Le Théâtre-Italien fait cette année une assez bonne campagne. L’administration, plus active qu’on ne l’a jamais vue, s’efforce de renouveler son répertoire et son personnel, et le public distingué, qui aime avant tout à entendre bien chanter, semble reprendre aussi ses vieilles habitudes. Depuis la Norma, où Mme Penco a révélé un talent qu’on ne lui connaissait pas, on a donné le Barbier de Séville, avec M. Mario et Mme Alboni, mais le Barbier de Séville défiguré par toute sorte de licences soit dans les mouvemens, soit dans l’observation des effets indiqués par le maestro. Ainsi M. Corsi, qui joue le rôle de Figaro, persiste toujours à chanter à pleine gorge cette phrase du finale qui doit être dite à mezza voce, pour ne point réveiller Bartolo de sa stupeur :

Guarda don Bartolo,
Sembra una statua,


en sorte que le crescendo qui se développe lentement après ce délicieux andante n’existe plus, et n’a plus de raison d’être. Que fait donc M. Bonnetti, le chef d’orchestre? N’a-t-il pas la partition sous les yeux, et qu’est-ce qui l’empêche de dire à M. Corsi que son esprit à lui ne vaut pas celui de Rossini ?

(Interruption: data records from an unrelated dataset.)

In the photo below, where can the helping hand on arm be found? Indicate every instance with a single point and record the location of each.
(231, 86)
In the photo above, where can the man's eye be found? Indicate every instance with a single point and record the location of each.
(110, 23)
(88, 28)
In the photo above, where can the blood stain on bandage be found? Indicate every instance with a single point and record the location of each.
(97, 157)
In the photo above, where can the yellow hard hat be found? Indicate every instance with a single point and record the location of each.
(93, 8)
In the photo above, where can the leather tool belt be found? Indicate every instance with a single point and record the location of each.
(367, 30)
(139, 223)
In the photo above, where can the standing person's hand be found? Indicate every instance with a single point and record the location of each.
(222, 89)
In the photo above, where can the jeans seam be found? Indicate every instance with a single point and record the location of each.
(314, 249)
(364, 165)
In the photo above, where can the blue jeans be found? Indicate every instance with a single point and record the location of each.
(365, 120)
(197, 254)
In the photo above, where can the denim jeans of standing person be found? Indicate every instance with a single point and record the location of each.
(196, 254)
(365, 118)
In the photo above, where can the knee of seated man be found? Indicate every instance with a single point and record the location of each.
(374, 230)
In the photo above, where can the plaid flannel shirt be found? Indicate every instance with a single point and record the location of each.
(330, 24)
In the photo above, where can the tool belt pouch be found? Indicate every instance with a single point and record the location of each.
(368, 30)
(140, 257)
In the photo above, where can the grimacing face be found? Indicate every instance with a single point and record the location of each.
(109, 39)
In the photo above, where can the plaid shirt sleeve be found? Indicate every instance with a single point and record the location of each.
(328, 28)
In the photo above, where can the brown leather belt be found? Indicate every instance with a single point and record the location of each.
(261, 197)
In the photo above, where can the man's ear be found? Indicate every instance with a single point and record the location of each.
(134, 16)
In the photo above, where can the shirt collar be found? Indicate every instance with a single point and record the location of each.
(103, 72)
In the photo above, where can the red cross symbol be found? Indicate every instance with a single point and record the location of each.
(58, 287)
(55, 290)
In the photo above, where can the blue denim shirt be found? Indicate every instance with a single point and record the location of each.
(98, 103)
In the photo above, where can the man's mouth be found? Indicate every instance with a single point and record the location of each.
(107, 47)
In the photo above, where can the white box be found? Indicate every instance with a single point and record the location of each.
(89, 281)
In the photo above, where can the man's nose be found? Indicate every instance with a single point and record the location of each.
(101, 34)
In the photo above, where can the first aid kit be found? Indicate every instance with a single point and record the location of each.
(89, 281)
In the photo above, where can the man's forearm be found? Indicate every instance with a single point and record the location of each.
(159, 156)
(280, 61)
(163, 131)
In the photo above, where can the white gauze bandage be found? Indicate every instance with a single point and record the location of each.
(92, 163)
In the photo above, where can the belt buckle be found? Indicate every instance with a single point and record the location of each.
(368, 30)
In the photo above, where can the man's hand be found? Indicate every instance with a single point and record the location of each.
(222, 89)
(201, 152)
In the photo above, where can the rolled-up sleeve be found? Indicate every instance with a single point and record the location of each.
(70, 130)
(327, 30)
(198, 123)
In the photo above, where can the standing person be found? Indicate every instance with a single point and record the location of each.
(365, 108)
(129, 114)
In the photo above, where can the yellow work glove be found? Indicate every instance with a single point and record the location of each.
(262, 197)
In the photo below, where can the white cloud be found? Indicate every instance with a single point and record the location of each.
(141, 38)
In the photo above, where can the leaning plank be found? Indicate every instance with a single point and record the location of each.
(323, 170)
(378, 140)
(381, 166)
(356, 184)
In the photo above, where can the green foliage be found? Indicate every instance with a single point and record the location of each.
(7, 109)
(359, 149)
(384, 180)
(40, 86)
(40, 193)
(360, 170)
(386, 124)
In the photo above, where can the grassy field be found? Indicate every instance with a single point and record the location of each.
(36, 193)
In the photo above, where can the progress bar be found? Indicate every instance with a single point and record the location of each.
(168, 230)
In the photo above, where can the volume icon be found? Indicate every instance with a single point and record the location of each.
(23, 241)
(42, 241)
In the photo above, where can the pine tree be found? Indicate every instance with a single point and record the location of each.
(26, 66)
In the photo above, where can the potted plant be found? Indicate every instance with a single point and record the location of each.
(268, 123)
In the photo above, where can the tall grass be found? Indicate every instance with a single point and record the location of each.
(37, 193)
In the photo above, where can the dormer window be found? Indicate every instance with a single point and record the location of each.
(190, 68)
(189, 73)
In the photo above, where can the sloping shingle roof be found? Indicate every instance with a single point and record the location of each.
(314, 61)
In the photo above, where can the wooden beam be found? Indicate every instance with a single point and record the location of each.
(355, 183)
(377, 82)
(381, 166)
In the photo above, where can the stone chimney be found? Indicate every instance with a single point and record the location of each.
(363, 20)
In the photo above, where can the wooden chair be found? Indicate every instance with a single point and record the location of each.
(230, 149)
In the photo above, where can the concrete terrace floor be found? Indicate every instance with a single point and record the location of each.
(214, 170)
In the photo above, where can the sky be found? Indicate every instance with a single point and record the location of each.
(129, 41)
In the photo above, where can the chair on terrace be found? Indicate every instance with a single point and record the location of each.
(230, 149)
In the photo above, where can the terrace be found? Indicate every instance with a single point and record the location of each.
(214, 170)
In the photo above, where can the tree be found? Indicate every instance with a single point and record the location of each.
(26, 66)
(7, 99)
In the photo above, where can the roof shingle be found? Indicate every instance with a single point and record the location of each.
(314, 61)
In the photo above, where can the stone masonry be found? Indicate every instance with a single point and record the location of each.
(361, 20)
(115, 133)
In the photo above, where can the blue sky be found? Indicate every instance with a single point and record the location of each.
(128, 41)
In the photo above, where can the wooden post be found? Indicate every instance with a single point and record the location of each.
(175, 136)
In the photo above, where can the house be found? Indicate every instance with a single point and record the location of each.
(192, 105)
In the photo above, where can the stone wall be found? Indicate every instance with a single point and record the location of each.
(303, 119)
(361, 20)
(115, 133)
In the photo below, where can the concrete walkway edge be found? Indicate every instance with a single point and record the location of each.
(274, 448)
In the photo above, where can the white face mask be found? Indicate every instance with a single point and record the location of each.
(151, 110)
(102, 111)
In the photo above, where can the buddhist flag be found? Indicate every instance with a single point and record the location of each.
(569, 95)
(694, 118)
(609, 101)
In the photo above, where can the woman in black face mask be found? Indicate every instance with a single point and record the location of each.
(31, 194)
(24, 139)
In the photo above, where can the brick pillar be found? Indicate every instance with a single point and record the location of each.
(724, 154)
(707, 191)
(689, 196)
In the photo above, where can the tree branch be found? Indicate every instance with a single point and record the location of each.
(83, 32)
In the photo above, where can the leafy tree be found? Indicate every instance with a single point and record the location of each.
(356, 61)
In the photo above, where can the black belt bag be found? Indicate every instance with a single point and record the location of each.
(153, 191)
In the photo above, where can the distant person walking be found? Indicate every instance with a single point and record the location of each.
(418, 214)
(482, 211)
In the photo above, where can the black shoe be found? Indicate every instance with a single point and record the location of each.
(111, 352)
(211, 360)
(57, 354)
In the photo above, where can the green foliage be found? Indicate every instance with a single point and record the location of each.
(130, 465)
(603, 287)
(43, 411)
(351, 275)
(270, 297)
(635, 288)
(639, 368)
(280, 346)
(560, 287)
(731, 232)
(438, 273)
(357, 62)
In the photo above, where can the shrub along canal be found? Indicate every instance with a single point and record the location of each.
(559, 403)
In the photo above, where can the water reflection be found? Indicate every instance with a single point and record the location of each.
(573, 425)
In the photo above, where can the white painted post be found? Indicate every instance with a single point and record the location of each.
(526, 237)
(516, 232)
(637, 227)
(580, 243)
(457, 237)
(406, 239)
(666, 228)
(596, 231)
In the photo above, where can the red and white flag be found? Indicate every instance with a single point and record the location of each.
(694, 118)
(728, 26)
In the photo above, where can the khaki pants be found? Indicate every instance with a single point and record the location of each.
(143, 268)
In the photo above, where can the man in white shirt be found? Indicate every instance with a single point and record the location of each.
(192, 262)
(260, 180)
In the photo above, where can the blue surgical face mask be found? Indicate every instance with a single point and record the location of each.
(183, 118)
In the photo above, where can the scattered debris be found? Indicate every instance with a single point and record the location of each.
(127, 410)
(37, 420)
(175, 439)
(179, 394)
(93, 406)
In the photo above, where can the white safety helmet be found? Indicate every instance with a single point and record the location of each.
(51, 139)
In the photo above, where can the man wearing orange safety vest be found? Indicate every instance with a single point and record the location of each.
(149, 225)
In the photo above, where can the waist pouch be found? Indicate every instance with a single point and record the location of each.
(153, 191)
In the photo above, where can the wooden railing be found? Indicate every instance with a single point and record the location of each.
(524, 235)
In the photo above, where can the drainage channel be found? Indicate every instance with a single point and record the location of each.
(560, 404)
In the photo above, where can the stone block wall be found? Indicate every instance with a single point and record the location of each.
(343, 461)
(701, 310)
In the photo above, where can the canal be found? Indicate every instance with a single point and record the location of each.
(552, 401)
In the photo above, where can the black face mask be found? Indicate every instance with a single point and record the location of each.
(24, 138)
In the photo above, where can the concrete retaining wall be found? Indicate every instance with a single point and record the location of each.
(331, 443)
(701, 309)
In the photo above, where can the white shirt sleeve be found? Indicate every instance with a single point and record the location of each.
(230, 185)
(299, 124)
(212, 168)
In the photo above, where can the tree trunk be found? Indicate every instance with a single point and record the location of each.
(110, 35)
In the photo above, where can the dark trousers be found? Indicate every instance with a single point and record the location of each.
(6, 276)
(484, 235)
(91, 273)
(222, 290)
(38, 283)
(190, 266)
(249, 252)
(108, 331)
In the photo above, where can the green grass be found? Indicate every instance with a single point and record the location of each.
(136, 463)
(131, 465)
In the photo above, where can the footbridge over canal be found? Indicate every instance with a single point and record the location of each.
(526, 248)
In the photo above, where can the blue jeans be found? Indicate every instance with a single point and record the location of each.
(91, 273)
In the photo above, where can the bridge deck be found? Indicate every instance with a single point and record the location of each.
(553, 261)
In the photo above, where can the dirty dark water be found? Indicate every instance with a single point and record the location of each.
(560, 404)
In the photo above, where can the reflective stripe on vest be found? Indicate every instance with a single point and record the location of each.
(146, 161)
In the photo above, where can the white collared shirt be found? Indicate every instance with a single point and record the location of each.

Après le chef-d’œuvre del maestro sovrano, on a donné Lucrezia Borgia, de Donizetti, avec Mme Grisi. Hélas! elle l’a voulu,... La leçon a été cruelle, et il n’a pas dépendu de nous qu’elle ne lui fût épargnée. Le public a dit clairement cette année à Mme Grisi ce qu’elle n’a pas voulu entendre à demi-mot les années précédentes. Que les destins s’accomplissent! M. Bellart, l’agréable ténor espagnol que nous avons applaudi l’année dernière, a été réengagé, et a fait son apparition dans le rôle de Lindoro de l’Italiana in Algieri. Sa voix a doublé de volume, et il a été fort applaudi dans le trio délicieux de Papatacci. Si M. Bellart parvient à modérer encore la volubilité de sa vocalisation, un peu trop menue, et à soigner davantage la composition de ses points d’orgue et la chute de ses phrases, qui souvent sont étranglées, il pourra devenir un chanteur de mérite et très recherché. Enfin il Giuramento, de Mercadante, qui était promis depuis longtemps au public parisien, a été donné le 22 novembre avec un succès dont nous allons apprécier la valeur.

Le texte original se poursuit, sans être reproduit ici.